Wednesday, December 15, 2010

Editor Emeritus

Gulf Stream isn't my literary magazine anymore (that is, I'm not it's Editor anymore), but its newest issue is online. So congrats to David, the current Editor! A new web designer, James, has taken over, so this will probably be the last issue that reflects the work that I did in making Gulf Stream an online journal in the first place. And in an even more important note, I'm extremely proud of how large Gulf Stream's staff has grown (if you go back to Issue #2, and then check #3 and then #4, you'll see that it's gotten larger every semester), which really says a lot for the work that we've done in the last three years to make Gulf Stream an important part of FIU's MFA program again. Enjoy!

Monday, December 13, 2010

Last Month in Creativity

Here's the video the Knight Foundation made of our Patti Smith intro:


Enjoy.

Monday, December 06, 2010

Idiopa(g)ean

These are three photos of our collaborative book project that Carol took and posted on Facebook, so I think they're safe to share here as well. It is called Idiopa(g)ean: a brok(op)en page-song. The books present a fractured poetic text with many possible ways of being read, intended to be interpreted aloud into a complete whole be each reader or group of readers that encounter it. Carol's guiding image for the design of the books was of a flock of ibis strolling through a South Floridian lawn, joined by an exotic scarlet ibis. I decided, two-thirds of the way through making it, that my poem, to me, was about love conquering capitalism, or vice versa.

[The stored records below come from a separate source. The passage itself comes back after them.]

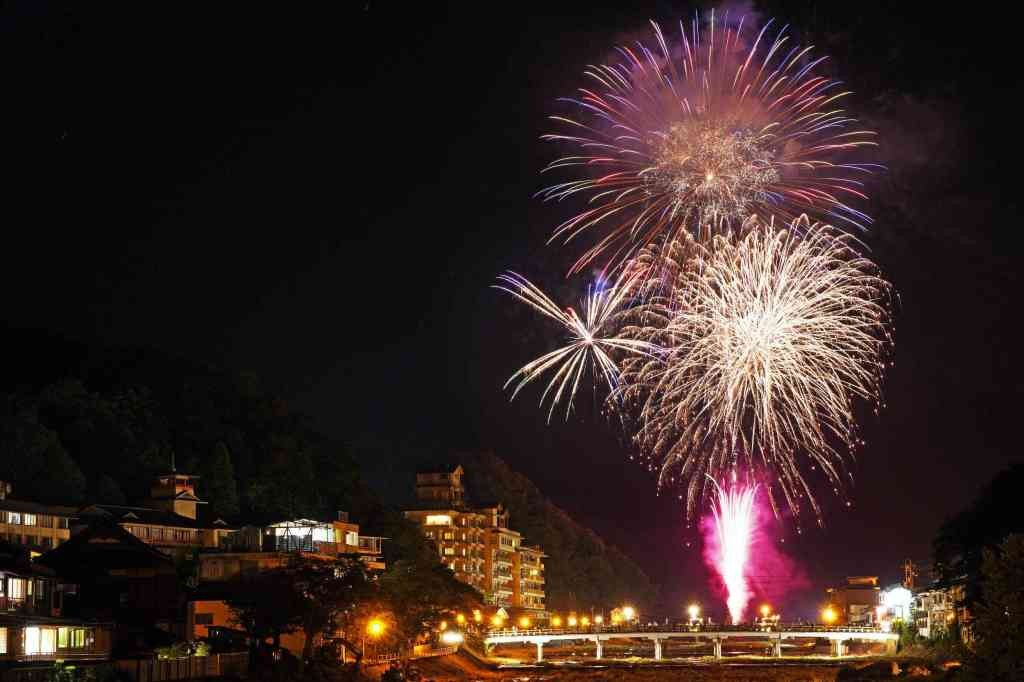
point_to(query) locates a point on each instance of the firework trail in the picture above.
(768, 338)
(724, 124)
(734, 517)
(590, 339)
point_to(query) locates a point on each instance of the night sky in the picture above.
(324, 199)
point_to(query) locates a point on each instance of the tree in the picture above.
(998, 623)
(218, 482)
(421, 592)
(331, 594)
(264, 605)
(322, 599)
(960, 546)
(108, 492)
(33, 458)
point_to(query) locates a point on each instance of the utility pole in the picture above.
(909, 572)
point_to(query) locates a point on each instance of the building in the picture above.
(34, 629)
(255, 549)
(856, 602)
(35, 526)
(530, 578)
(120, 579)
(476, 542)
(170, 522)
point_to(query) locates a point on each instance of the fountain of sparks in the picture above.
(733, 521)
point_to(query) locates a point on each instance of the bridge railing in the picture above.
(678, 628)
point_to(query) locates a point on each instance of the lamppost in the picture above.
(375, 629)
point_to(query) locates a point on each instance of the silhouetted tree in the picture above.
(994, 514)
(998, 620)
(108, 492)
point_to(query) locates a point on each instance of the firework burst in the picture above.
(590, 341)
(768, 339)
(733, 518)
(700, 135)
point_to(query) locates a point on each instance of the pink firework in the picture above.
(699, 133)
(734, 523)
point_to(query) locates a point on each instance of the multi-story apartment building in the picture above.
(476, 542)
(530, 578)
(256, 549)
(855, 602)
(35, 526)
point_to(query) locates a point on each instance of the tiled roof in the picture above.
(36, 508)
(147, 516)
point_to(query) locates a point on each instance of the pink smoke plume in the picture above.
(741, 554)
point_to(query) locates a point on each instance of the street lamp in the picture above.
(375, 628)
(452, 637)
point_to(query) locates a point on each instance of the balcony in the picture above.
(371, 545)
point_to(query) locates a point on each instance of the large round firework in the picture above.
(767, 340)
(700, 134)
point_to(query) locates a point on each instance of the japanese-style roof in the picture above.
(147, 516)
(100, 548)
(15, 559)
(36, 508)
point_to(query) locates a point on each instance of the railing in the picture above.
(371, 545)
(678, 628)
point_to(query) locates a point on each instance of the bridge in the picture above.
(838, 636)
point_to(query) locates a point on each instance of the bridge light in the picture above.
(452, 637)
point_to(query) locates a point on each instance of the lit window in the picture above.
(40, 640)
(15, 588)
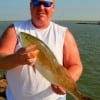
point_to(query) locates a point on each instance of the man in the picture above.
(24, 81)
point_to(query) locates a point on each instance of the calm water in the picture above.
(88, 40)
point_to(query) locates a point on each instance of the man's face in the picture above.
(41, 10)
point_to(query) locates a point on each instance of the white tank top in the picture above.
(24, 83)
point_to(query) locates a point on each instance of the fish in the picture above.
(50, 68)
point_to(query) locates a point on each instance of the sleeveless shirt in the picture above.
(23, 82)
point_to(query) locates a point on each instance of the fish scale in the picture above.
(49, 67)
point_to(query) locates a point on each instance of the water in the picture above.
(88, 40)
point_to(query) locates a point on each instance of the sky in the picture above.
(65, 10)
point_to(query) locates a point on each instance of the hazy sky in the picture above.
(65, 9)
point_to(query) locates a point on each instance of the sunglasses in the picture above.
(38, 3)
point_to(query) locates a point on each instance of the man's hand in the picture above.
(58, 89)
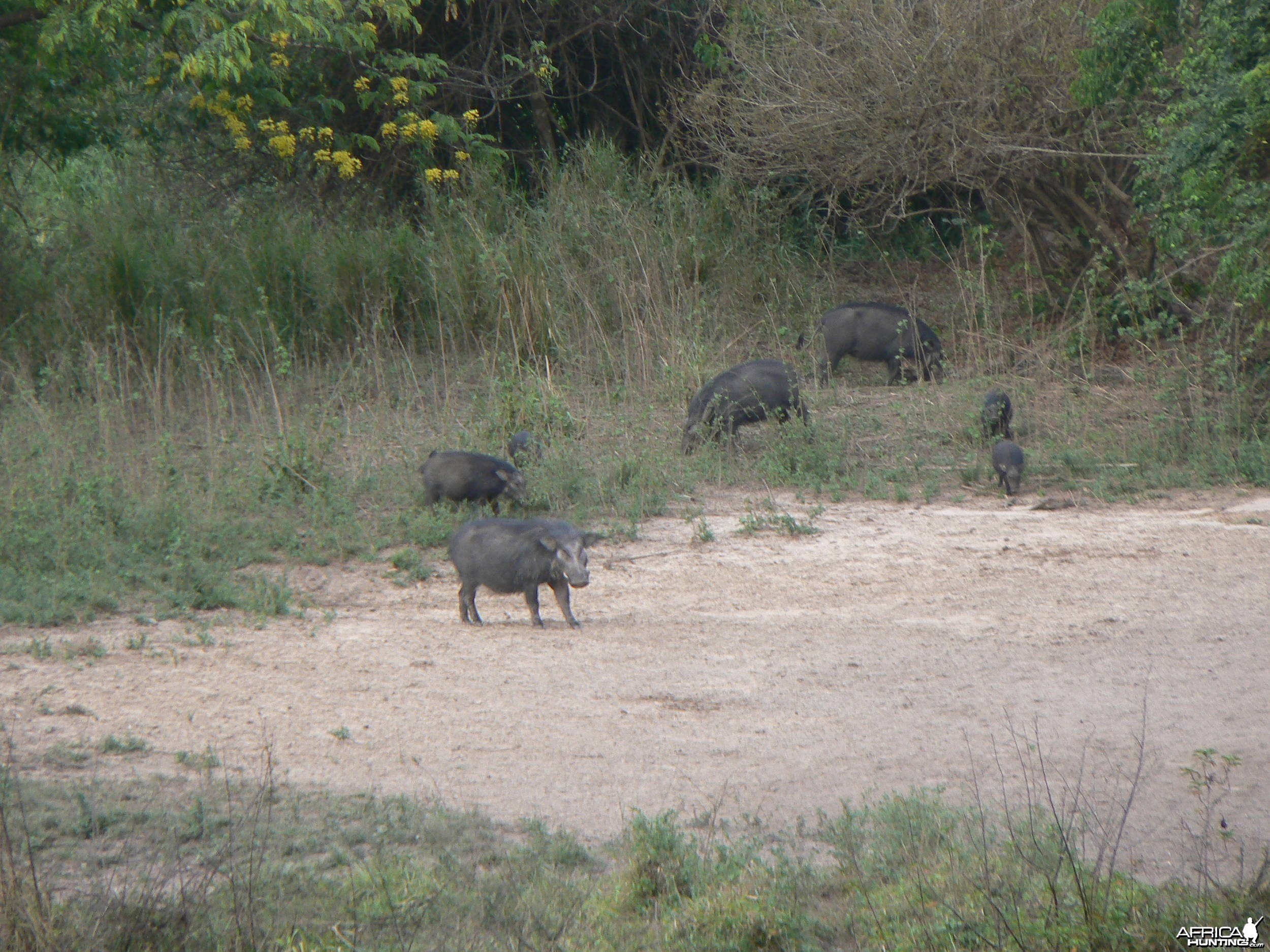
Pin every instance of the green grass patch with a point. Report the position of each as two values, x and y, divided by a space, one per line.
907 872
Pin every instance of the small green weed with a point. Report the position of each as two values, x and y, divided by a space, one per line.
408 568
88 648
64 754
128 744
770 517
204 762
702 531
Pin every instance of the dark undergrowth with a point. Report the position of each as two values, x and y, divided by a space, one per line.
196 382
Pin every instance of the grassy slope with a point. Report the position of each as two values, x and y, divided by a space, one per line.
205 862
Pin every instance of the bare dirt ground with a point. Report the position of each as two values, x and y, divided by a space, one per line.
768 674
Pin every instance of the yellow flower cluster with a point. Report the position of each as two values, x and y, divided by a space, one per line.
423 130
346 163
437 177
223 108
283 146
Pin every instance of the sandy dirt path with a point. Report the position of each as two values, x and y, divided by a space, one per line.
763 673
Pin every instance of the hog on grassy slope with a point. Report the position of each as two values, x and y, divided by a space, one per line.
470 478
748 392
524 447
882 333
520 555
1007 460
996 415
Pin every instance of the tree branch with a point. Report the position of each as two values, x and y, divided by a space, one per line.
19 17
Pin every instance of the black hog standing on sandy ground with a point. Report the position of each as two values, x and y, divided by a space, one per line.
996 415
524 448
882 333
520 555
470 478
748 392
1007 460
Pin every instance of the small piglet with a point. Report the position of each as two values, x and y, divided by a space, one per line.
524 447
520 555
1007 460
470 478
996 415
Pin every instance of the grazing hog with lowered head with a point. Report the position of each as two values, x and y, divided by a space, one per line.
882 333
996 415
470 478
748 392
524 447
1007 460
520 555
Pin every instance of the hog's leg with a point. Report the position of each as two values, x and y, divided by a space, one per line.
562 589
531 600
468 605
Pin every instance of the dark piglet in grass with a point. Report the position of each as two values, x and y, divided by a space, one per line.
1007 460
520 555
879 333
524 447
996 415
470 478
748 392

One of the best and least anticipated aspects of the work
was the sound the pages made
when they were whipped up by the wind.



That's a (tired, oblivious) me sunning in the background.



"Aureate" is my fourth or fifth favorite "a" word.




This Week in (Sports-Bumping) Creativity

Carol Todaro and I had a collaborative poetry-based installation on display at CasaLin during Art Basel Miami (for the second year in a row (this is what part of last year's looked like, if you've forgotten)) from Thursday through Sunday. It's a long poem written by me printed across eight books designed and hand-made by Carol (hand-printed (transferred) by both of us). Here's a blog that has a couple pictures of it, amongst the other pieces in the show with us.

Once I get some more pictures of it, I'll post them or share them somehow. But for now, that was the week that was.

(Also, Thursday night, went to see the Merce Cunningham Legacy Tour, which if it rolls through your town you should really go see (maybe I'll write about that more too).)

Sunday, December 05, 2010

Steelers 13, Ravens 10

No game stories online as of this typing, but: unbelievable, instant-classic football game. I haven't seen that amount of violence in a non-fictional football game before -- scarily so, in the shot to Heath Miller's head, sometimes just graphic as in the close-ups of what was happening to Roethlisberger's nose -- but just intense, well played on both sides, the big stars making huge plays. Polamalu gets a lifetime achievement award in haunting Joe Flacco's dreams with that karate-chop forced fumble in the fourth quarter, adding to his C.V. from the '08 season AFC Championship. Just unbelievable. That game doesn't usually happen in real life.